On examination, some children may be found to have large “adenoids” — a collection of lymphoid tissues at the back of the throat. Large adenoids can block the eustachian tube leading to frequent infections.
Children may place foreign bodies, like dal or seeds, in the ear. Sometimes they forget having inserted it. Do not try to use earbuds to dislodge it as that may push it further inside. Seek professional help to safely remove the object.
Ear infections, of course, are not limited to children. In adults, an infection of the external ear canal (otitis externa) can occur if the delicate skin lining the canal is damaged. This can be caused when foreign objects such as earbuds or pins are inserted to clean ear wax or relieve itching. The ear becomes painful, red and swollen. Usually, antibiotic drops are all that may be required for 5-7 days.

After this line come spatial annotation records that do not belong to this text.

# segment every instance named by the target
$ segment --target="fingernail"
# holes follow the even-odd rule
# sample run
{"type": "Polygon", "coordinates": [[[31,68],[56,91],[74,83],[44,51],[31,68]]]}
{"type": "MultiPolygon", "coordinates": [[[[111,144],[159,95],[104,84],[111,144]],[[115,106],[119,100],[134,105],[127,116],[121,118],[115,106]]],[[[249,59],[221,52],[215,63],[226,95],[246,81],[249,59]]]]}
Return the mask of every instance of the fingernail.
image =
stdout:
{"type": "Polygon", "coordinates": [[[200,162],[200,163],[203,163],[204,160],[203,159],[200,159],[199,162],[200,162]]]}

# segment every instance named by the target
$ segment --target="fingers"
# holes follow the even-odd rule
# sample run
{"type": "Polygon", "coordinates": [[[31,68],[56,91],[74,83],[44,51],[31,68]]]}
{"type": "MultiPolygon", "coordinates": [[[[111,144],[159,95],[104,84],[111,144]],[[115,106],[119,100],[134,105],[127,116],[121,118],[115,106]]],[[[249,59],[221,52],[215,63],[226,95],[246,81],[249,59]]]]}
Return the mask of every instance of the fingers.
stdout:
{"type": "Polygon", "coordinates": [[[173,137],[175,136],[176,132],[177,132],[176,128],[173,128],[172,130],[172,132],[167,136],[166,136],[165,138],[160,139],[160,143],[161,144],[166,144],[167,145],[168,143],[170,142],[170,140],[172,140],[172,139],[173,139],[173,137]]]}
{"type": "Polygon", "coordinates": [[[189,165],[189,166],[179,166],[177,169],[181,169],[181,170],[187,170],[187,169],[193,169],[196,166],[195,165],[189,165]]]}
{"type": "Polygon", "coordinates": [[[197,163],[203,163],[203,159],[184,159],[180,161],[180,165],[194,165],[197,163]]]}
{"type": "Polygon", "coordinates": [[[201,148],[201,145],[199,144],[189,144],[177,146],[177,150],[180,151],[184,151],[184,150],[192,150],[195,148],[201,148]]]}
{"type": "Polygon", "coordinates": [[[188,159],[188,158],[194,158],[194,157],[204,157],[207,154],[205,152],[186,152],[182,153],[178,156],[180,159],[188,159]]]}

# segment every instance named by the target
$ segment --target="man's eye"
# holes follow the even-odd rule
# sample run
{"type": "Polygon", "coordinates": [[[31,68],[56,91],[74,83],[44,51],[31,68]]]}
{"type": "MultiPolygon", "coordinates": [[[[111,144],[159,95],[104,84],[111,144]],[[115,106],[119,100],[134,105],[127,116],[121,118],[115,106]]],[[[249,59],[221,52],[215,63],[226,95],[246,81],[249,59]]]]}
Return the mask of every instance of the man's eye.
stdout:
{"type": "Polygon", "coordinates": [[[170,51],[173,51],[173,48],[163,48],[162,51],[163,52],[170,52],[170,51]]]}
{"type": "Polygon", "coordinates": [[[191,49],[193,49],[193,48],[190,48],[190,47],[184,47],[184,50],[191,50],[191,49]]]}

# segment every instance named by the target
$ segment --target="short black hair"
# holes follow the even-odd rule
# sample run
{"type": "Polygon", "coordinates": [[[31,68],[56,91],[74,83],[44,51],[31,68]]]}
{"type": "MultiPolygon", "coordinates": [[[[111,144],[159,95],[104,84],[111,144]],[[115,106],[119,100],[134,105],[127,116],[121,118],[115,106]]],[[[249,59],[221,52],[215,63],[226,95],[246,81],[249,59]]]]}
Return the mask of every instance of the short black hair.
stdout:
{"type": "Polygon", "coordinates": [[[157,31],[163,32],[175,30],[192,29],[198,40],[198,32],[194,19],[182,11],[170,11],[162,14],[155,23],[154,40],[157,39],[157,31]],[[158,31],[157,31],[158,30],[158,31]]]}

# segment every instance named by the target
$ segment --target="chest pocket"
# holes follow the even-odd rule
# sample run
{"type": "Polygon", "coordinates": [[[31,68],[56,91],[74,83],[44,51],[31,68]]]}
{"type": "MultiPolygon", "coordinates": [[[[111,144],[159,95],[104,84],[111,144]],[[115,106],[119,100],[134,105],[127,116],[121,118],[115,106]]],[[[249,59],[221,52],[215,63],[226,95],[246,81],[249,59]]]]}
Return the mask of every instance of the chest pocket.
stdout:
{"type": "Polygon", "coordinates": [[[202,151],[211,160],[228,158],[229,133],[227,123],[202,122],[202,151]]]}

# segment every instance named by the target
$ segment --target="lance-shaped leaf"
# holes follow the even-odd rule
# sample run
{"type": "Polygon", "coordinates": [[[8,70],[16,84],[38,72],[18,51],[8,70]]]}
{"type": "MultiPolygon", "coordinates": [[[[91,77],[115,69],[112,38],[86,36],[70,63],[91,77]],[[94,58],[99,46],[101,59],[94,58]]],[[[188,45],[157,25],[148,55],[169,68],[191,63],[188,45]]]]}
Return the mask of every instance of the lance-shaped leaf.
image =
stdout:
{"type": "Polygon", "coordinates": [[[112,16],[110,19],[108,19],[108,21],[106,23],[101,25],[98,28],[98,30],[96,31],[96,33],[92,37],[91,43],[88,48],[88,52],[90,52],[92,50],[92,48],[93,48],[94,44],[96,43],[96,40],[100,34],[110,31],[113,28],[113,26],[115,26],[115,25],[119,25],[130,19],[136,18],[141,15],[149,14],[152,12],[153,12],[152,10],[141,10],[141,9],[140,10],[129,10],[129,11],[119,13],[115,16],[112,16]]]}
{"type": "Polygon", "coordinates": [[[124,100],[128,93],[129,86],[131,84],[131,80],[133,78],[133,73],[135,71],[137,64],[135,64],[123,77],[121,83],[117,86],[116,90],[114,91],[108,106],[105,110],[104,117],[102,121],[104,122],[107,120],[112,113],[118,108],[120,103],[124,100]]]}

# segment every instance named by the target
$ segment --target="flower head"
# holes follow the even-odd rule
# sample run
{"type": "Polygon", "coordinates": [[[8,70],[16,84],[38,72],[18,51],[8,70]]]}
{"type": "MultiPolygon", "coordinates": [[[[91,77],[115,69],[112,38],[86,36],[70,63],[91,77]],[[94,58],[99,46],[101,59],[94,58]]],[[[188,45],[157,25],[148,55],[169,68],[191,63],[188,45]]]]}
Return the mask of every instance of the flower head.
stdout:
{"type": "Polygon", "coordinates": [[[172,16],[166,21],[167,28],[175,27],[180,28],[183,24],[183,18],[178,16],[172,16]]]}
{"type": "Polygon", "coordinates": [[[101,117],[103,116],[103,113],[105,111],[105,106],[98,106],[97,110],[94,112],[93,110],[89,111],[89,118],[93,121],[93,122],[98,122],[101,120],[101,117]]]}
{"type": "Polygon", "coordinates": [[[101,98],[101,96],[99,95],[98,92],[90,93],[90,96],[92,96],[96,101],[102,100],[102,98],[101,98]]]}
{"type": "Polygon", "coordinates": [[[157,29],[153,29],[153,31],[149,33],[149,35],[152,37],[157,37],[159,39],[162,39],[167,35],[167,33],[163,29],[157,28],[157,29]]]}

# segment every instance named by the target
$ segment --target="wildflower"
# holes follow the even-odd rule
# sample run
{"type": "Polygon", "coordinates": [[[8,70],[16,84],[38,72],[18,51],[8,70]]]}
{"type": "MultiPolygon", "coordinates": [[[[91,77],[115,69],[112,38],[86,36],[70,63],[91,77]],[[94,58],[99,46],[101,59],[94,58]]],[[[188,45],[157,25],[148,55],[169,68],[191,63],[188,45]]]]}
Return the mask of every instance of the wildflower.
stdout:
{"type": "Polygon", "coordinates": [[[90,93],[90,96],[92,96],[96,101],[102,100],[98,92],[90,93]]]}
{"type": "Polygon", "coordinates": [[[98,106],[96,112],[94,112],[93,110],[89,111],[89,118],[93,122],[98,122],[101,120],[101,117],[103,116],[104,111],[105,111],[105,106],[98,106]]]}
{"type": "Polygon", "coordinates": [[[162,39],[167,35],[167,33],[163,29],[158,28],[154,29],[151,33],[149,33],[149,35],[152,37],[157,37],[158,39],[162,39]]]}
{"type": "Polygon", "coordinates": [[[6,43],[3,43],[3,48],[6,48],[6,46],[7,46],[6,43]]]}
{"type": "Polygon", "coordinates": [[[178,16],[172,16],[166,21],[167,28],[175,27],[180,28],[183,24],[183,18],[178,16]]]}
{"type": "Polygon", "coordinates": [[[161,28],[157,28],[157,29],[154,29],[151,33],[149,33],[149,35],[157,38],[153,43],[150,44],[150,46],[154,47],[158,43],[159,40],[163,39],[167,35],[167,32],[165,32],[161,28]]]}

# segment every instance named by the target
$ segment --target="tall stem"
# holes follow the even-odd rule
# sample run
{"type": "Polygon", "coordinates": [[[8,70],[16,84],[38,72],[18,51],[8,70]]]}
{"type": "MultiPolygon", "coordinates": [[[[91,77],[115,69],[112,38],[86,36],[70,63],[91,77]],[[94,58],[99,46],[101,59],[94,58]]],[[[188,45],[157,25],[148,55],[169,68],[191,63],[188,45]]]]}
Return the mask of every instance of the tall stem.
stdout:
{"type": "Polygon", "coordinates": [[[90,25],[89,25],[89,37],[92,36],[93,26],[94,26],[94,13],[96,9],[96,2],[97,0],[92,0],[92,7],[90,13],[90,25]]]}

Fungus can also grow in the external ear canal. This can occur in people who immerse their ears in water for a long time, such as swimmers. This manifests as a fluffy, white discharge that causes intense itching. To prevent this, a few drops of liquid paraffin can be placed in the ears before swimming. The ear can be dried after the swim with a hair dryer. Topical antifungal drops are usually all that’s needed in case of an infection.
An infection may also happen if an insect enters the ear and gets lodged there. If a powerful flashlight is shone into the ear, the insect may fly out. If it doesn’t, put a little warm liquid paraffin or baby oil in the ear.